Wednesday, June 25, 2014

Favored: Joshua and Caleb Notes

Some notes on my contribution to the sermon prep study group - a bit shorter than usual and missing some of the Hebrew stuff I discussed, but I thought I'd throw this up anyway.  It's obviously geared toward the theme of God's favor for the "Favored" sermon series:

Numbers 13-14: Only Joshua and Caleb end up confident in the Lord. Out of the 12 spies (and ultimately the Israelites at large), only they trust completely in God’s promises. Joshua and Caleb accept the trustworthiness of God and his Word and his ability to do what was promised. What makes Joshua and Caleb unique is that they expect and trust in God’s favor and see everything through that lens - everything is interpreted in terms of God’s favor expressed in his Word to them. They choose to see God’s favor both in present circumstances and in the future. By contrast, the others experience only fear and the imminent danger of failure and death. They choose to see things through a different filter than faith and favor. This lack of faith in God and lack of seeing things in terms of God’s favor leads to disobedience and utter lack of faithfulness towards God, bringing God’s project with Israel almost to a screeching halt.
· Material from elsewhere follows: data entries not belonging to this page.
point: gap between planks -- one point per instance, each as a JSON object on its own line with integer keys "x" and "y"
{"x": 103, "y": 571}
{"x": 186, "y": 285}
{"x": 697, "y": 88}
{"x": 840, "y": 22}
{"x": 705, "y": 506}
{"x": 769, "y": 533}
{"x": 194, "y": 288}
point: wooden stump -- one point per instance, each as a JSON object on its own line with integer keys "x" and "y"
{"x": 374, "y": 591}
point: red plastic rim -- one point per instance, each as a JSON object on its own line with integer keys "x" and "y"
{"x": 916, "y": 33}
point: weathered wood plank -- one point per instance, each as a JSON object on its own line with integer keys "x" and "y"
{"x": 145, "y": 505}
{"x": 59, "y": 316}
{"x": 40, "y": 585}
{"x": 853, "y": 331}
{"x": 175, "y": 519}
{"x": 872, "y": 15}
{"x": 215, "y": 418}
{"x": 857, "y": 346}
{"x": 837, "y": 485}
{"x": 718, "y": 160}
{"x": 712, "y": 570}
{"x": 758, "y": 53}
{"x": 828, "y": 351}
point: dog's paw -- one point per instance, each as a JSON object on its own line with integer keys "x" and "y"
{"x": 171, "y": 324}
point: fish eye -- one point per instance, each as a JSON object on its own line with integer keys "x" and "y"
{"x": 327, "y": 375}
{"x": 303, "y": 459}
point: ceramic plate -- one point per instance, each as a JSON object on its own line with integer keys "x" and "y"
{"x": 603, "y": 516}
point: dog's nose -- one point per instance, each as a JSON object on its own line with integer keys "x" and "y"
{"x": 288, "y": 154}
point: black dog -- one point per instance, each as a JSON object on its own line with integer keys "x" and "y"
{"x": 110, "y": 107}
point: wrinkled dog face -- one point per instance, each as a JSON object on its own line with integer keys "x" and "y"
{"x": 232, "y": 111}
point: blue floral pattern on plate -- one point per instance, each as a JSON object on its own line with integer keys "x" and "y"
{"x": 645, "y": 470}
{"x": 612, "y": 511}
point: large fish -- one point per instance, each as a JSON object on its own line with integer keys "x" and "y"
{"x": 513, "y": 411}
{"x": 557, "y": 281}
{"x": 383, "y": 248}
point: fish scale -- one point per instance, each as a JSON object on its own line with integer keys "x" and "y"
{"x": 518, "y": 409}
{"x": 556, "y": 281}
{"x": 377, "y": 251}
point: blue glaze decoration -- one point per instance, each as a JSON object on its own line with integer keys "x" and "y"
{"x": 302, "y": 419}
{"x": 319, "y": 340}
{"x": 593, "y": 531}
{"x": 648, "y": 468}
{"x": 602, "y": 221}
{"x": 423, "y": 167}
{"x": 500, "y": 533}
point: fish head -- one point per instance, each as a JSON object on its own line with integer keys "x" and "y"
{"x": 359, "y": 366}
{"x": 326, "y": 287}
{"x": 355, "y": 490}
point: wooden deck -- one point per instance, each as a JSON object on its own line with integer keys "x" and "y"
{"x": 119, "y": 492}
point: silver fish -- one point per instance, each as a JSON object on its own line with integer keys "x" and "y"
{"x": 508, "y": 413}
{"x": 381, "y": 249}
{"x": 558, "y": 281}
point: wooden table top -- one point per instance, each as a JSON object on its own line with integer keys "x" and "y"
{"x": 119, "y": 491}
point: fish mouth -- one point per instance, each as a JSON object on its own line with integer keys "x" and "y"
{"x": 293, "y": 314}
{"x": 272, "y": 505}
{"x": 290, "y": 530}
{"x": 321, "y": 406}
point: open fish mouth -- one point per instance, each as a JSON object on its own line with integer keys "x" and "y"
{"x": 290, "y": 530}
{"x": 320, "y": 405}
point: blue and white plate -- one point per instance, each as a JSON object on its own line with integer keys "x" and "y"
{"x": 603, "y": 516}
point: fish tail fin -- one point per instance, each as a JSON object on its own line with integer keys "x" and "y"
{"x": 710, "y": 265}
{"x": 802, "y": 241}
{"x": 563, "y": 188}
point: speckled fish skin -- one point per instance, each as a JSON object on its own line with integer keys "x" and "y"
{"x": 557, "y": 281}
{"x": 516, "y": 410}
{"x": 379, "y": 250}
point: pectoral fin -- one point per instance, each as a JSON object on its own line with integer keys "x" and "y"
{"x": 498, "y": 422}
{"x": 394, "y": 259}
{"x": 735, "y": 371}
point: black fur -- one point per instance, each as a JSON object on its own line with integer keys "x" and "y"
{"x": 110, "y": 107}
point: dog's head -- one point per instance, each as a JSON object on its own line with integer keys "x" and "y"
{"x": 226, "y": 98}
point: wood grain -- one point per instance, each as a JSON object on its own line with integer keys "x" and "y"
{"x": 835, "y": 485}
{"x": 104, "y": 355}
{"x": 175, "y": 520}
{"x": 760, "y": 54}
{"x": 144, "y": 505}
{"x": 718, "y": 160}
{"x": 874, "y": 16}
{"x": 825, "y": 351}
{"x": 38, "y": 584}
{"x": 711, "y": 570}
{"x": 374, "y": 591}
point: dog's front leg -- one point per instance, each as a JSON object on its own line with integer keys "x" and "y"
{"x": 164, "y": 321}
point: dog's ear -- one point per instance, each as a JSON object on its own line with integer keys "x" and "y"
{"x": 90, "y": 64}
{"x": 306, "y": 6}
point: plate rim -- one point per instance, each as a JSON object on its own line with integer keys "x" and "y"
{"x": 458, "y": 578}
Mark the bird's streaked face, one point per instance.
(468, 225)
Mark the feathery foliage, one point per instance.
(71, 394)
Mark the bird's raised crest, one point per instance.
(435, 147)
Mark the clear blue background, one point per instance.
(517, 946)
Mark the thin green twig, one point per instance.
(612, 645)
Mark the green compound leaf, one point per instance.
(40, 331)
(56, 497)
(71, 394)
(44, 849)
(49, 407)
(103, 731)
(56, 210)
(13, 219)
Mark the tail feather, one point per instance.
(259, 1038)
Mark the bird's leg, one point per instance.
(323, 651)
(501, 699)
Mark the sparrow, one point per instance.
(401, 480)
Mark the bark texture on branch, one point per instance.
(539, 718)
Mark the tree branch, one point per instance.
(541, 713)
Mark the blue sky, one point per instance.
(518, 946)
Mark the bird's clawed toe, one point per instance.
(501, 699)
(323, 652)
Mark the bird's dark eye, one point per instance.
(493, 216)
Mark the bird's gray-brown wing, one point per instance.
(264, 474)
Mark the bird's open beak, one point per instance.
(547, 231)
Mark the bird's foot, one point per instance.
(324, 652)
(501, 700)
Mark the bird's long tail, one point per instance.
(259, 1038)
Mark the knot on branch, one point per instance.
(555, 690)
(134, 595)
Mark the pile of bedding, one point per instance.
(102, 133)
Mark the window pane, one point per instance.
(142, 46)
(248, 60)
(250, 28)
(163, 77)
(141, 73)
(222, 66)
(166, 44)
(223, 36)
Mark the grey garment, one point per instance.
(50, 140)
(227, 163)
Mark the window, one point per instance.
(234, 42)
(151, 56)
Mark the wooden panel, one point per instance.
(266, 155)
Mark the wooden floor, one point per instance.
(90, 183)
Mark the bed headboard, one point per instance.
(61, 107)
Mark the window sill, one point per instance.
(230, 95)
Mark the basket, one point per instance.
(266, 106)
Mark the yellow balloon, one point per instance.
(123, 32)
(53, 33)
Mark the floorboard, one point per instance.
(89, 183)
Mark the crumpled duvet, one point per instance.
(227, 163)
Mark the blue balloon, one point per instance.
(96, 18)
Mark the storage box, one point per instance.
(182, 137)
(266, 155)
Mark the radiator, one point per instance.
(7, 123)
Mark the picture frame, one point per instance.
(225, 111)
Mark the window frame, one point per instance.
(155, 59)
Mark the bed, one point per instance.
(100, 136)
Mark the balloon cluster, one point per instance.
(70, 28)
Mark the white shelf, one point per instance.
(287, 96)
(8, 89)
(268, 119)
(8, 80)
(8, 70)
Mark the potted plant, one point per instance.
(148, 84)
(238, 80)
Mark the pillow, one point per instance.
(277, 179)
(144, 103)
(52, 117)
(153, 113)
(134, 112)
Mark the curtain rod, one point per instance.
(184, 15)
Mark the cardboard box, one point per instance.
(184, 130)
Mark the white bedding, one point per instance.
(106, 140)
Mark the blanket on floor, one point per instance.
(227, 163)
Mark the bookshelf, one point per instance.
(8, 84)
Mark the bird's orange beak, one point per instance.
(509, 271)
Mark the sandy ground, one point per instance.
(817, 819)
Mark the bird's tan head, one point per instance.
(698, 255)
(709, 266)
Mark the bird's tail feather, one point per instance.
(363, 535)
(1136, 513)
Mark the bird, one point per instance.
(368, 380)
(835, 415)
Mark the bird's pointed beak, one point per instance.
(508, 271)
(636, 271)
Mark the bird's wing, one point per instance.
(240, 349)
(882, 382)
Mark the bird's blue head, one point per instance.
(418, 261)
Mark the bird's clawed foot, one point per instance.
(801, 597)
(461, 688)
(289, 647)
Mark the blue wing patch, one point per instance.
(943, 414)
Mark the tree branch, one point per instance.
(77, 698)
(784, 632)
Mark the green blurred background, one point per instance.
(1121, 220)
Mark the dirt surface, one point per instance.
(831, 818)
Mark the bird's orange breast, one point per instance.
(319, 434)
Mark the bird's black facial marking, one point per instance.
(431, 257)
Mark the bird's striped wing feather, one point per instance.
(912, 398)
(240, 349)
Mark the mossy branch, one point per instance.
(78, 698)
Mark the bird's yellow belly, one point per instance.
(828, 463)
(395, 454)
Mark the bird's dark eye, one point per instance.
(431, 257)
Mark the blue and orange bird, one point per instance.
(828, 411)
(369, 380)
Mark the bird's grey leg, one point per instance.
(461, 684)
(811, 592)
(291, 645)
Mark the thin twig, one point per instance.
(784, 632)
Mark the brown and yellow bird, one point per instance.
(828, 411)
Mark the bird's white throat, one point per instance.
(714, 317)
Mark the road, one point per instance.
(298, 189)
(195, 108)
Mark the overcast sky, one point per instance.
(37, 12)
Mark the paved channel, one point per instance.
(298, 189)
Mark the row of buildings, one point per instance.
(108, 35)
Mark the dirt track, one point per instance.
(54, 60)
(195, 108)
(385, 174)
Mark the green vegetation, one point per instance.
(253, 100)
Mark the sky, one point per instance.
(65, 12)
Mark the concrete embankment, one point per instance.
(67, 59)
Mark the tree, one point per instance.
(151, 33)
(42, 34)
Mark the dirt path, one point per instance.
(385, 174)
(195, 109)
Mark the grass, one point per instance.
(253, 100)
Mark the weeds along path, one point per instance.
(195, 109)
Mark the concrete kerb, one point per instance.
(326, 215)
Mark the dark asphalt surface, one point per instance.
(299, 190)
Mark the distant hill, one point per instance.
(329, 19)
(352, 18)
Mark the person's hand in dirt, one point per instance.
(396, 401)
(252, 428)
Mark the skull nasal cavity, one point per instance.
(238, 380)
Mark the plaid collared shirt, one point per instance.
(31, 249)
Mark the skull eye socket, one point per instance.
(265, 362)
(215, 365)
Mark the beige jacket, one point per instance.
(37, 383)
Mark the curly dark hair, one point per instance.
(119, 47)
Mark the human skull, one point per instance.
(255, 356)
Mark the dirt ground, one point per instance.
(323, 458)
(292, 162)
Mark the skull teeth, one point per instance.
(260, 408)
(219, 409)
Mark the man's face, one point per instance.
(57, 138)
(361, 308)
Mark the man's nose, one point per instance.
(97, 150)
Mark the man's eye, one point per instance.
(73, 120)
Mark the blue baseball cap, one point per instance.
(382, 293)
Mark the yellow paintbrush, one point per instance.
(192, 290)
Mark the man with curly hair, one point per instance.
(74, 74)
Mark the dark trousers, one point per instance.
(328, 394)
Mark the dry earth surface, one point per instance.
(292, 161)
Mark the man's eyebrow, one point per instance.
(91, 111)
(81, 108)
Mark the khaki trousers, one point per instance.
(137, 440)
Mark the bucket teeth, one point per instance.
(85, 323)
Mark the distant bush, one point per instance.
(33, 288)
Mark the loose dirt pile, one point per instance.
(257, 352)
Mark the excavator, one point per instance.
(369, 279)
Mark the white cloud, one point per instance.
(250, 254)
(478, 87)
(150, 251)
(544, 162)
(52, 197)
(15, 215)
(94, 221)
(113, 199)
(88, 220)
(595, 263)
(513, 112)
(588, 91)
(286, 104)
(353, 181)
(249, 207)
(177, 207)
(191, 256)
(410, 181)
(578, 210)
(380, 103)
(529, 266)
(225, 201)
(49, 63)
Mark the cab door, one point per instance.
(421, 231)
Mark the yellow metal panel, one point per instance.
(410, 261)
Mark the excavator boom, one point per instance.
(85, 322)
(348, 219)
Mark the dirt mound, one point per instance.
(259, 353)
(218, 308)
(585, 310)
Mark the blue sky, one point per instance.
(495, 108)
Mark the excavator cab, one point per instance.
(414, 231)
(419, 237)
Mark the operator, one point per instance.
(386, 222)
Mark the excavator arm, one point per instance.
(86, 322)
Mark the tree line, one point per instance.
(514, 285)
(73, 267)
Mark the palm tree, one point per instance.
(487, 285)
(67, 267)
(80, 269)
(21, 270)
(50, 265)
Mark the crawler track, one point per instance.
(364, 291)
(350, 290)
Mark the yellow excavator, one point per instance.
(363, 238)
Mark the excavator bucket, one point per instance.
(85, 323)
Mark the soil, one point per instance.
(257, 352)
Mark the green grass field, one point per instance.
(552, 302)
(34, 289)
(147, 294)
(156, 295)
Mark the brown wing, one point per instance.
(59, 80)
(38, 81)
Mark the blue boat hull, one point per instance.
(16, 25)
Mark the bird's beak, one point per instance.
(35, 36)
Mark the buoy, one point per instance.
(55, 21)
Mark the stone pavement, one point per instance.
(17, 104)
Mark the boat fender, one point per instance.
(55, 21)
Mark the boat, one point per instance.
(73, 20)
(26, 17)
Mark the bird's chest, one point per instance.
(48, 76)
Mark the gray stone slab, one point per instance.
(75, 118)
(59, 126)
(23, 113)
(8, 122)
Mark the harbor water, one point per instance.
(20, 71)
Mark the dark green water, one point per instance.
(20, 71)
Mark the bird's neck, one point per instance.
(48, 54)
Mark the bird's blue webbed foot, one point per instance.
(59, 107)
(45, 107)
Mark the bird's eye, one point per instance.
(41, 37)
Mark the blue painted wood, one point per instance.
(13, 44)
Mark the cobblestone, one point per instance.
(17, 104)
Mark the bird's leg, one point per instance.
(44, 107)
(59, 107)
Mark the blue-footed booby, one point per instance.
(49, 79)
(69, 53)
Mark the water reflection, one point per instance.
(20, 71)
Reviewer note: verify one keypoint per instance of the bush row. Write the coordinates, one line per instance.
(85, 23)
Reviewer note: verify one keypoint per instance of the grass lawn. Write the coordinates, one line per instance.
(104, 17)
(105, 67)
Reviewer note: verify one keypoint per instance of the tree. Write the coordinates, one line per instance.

Joshua and Caleb, however, see God’s favor in what others would see as disaster. In the face of the seemingly dire report of 13:28-29, Caleb, for instance, sees only the certainty of success in 13:30. As a result, only Joshua and Caleb will be allowed to enter the promised land since only they see God’s favor there. For those who decided that the land did not represent God’s favor to them and thereby rejected God’s favor, God honored that decision and reserved that favor for Joshua and Caleb alone, as can be seen especially in 14:39-45.

After Moses’ death, Joshua and Caleb continue to see things in terms of God’s favor throughout the rest of their lives as they move in to the land to claim what God had promised. In Joshua 14:6-15, Caleb still expects God’s favor and the fulfillment of God’s promises in bringing that favor in the context of the possession of land. And he gets it. Joshua, meanwhile, in places like Joshua 3-4 and Joshua 24, reacts to God’s favor by acts of remembrance and the institution of future remembrances, choosing to serve God and, by his example and calling to mind God’s past and present favor in the taking of and current possession of the land, encouraging both his and future generations to not take that favor for granted, to abandon it, or to scorn it in any way.